That’s where wisdom comes in.  Wisdom is to know when something is good for you — even when it’s not your own idea.  That’s the nature of a boundary.  It’s not your idea.  It’s set by others.  Wisdom is to know when something is good for you — even when it’s not your own idea.

On my first visit to Yellowstone, I took a bus tour of the entire park — which took an entire day.  The bus driver — a young man named Mike — told us this story:  He had just pulled into the parking lot of the magnificent Grand Canyon of Yellowstone.  The Grand Canyon of Yellowstone has very steep walls on each side of a waterfall that gushes forth the silvery Yellowstone River.  There is an overlook on one canyon wall, a jutting piece of rock that enables tourists to look back down the river directly at the waterfall.  But the path to the overlook is lined with boulders and signs:  “Stay on the path!”  The overlook itself is surrounded by railing.

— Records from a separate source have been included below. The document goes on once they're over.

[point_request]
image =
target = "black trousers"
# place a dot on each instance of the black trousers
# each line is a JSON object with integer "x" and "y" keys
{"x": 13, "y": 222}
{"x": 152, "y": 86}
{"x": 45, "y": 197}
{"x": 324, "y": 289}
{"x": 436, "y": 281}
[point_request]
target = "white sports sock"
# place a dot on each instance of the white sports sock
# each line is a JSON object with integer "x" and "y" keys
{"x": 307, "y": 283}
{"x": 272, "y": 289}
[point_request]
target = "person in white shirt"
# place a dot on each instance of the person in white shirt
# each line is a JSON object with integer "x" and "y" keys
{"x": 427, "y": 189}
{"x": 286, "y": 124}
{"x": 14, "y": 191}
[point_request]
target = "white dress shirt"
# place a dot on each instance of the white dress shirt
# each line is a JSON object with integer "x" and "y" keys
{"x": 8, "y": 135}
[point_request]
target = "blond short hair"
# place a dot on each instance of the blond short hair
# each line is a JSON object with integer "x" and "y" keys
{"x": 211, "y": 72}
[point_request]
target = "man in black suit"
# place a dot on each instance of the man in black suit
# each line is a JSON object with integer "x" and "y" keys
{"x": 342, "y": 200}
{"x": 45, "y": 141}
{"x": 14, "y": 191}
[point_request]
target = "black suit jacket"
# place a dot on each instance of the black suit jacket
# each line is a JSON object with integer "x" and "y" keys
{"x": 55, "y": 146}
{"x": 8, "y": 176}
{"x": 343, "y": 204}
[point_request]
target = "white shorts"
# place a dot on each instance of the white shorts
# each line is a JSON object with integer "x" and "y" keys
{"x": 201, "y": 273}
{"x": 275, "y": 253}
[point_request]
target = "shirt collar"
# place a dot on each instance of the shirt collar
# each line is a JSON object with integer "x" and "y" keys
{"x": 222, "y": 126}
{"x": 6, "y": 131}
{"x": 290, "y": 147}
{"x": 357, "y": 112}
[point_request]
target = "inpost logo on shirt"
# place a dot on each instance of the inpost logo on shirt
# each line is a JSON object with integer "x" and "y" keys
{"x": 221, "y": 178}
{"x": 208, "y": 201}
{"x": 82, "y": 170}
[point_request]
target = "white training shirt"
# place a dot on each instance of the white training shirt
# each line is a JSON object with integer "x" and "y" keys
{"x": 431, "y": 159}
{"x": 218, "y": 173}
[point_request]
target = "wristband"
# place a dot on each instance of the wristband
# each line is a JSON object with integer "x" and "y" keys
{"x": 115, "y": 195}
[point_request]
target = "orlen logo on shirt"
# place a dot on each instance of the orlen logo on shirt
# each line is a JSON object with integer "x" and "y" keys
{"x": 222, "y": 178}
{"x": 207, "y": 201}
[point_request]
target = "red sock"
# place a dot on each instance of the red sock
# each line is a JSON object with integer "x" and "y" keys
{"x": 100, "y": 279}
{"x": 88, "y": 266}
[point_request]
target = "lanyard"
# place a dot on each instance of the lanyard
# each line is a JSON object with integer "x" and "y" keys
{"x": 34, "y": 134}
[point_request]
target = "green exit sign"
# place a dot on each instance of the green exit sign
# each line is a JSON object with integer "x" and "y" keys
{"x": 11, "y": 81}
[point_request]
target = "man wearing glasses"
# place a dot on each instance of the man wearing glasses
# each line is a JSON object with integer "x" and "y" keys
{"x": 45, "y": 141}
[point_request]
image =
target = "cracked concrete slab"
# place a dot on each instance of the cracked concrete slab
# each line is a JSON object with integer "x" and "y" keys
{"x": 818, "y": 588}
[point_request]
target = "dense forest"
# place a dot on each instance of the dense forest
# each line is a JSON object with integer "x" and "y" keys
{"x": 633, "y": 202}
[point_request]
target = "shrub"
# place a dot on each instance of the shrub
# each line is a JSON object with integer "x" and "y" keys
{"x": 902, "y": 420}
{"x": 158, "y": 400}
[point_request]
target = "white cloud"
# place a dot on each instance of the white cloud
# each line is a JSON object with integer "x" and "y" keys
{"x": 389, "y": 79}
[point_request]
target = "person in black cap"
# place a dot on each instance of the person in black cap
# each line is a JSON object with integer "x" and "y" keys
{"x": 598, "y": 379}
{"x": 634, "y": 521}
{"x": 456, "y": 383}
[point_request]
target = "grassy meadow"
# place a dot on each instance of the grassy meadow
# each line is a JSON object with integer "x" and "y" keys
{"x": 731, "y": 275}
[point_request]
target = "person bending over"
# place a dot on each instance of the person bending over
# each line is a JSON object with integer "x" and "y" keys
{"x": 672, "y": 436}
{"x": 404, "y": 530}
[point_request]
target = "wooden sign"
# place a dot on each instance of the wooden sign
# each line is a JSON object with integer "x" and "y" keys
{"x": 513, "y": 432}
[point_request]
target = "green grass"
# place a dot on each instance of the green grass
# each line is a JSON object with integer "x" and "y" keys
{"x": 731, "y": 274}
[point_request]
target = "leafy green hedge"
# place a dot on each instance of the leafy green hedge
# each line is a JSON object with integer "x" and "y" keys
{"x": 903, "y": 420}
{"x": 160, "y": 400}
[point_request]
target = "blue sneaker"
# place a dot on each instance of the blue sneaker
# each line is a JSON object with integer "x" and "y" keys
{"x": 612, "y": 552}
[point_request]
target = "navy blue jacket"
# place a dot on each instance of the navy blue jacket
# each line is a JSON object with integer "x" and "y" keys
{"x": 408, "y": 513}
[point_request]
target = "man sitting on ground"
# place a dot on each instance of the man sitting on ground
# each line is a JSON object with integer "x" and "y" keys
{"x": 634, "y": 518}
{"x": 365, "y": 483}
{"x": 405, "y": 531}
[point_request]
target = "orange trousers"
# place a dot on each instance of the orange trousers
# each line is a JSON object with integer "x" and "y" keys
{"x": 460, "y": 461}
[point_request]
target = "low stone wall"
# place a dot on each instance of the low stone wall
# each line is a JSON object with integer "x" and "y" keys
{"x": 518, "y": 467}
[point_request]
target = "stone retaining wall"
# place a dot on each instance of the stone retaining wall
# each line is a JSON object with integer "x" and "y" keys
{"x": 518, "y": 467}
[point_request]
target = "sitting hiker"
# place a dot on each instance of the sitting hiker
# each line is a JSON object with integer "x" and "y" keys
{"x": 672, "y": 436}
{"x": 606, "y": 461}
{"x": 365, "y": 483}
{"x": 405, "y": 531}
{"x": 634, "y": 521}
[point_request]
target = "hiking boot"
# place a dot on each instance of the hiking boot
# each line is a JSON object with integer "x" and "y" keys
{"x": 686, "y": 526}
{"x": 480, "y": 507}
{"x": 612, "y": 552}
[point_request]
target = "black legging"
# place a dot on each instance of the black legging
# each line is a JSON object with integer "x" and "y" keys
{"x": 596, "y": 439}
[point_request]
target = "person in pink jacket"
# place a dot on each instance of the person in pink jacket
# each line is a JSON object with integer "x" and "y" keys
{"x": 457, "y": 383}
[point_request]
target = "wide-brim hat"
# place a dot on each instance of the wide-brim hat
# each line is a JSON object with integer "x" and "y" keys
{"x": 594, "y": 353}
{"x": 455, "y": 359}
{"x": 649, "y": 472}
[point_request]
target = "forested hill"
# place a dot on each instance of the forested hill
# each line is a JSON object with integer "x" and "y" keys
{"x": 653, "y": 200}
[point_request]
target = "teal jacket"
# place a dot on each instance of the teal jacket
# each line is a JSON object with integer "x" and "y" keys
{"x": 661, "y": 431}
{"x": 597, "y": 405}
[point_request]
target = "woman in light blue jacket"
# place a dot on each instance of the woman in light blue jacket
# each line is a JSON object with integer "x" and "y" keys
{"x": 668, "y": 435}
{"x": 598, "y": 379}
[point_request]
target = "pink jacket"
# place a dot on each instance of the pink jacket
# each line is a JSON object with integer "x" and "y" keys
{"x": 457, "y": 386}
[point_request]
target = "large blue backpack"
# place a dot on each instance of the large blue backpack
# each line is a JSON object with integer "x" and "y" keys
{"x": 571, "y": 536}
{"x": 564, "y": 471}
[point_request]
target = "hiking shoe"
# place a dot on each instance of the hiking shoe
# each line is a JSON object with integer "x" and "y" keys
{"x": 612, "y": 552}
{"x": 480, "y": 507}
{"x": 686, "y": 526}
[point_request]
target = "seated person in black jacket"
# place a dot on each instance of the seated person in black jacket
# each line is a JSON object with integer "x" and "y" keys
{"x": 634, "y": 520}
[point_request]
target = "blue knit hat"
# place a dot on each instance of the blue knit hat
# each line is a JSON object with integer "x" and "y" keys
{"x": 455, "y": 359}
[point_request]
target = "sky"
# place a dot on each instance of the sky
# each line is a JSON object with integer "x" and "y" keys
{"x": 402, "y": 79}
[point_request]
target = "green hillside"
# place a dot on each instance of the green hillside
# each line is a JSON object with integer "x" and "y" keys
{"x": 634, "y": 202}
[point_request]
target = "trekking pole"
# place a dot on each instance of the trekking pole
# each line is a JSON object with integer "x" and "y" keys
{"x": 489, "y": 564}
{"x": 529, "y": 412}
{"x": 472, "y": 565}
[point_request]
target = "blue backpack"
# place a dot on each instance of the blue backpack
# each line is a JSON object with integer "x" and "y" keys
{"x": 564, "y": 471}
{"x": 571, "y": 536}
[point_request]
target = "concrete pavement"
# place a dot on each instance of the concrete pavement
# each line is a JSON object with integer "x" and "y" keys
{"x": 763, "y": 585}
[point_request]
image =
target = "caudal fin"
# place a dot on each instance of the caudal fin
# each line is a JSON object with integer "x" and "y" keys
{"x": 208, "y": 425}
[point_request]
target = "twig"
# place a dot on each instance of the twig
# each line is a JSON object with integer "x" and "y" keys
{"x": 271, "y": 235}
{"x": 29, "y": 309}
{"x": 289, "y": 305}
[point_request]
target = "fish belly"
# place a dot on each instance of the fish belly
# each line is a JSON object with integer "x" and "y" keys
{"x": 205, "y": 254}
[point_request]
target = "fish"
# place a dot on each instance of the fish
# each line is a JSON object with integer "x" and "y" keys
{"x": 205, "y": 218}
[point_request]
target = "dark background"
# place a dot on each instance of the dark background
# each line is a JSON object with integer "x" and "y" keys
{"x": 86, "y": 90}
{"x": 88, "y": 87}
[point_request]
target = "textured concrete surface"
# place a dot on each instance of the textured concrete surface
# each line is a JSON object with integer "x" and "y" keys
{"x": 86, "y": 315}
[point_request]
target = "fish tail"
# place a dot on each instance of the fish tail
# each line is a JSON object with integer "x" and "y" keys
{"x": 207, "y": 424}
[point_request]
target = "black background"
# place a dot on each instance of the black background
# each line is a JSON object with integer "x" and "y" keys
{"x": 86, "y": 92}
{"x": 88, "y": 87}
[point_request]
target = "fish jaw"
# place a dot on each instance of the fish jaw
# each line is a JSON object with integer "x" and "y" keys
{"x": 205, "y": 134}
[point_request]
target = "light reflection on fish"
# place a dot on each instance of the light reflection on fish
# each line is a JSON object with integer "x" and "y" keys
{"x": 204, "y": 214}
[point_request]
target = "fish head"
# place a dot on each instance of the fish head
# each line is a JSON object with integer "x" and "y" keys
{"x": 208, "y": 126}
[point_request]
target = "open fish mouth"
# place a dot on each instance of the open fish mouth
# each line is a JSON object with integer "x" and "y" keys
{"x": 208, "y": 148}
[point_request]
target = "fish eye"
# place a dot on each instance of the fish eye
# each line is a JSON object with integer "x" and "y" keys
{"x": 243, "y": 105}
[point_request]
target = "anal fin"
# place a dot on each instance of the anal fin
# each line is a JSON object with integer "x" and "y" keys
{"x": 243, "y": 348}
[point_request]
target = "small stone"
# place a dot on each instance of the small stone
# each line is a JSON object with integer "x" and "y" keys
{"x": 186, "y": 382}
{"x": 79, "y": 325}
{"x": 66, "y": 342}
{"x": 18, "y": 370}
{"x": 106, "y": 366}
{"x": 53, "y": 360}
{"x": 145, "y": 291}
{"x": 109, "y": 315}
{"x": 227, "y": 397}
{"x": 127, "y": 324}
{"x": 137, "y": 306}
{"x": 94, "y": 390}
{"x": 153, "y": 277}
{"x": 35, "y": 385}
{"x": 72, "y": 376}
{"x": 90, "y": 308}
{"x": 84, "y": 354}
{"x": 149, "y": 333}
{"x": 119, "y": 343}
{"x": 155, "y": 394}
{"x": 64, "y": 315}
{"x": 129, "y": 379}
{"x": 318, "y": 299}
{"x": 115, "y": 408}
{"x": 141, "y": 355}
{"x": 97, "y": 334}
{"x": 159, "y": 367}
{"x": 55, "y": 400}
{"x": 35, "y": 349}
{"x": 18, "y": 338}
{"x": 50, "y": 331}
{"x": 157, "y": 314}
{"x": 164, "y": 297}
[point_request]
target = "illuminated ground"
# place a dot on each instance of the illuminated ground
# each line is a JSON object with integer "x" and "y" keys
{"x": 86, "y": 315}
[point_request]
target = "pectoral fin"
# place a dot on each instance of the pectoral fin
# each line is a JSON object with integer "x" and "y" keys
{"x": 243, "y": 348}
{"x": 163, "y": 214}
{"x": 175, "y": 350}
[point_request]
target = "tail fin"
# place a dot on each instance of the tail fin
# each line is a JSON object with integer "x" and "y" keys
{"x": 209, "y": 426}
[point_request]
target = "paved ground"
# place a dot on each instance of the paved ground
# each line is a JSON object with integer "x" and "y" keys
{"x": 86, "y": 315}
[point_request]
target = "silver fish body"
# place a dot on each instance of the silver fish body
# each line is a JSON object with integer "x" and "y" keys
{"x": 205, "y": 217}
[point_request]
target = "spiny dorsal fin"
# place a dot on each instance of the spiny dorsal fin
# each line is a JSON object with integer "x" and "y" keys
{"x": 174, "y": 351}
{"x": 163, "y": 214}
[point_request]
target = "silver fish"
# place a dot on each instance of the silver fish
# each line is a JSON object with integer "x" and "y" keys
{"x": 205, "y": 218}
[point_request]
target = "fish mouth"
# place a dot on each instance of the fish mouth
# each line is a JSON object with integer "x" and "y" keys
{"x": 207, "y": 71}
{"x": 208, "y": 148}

Well, there was a 10-year-old boy who was with his mother, and they went down the path towards the overlook, and the boy apparently thought, “This is no fun — staying on the path.”  He got off the path.

That’s about the time Mike pulled into the parking lot with the tour bus.  He got out of the bus and heard a SCREAM.  He rushed to the overlook and found a woman rolling on the ground SCREAMING.  She was the mother of the 10-year-old boy who had gone off the path.  The boy had slipped.  He was now literally hanging by his fingertips down the steep canyon wall.

Mike, thinking quickly, dashed back to the parking lot.  He found an RV.  He jerked open the door, looked around and found an electrical extension cord.  He raced back to the overlook, threw the extension cord down to the boy and hauled him up.

Mike said, the boy and his mother never even said “thank you.”  They just took off.

But that makes sense.  People like that who have no gratitude towards others are just the type to have no regard for boundaries, because boundaries are set by others.

Ignoring a boundary can be the most costly thing in a person’s life. “Experience,” said Ben Franklin, “is the most expensive school to enroll in, but fools keep doing it.”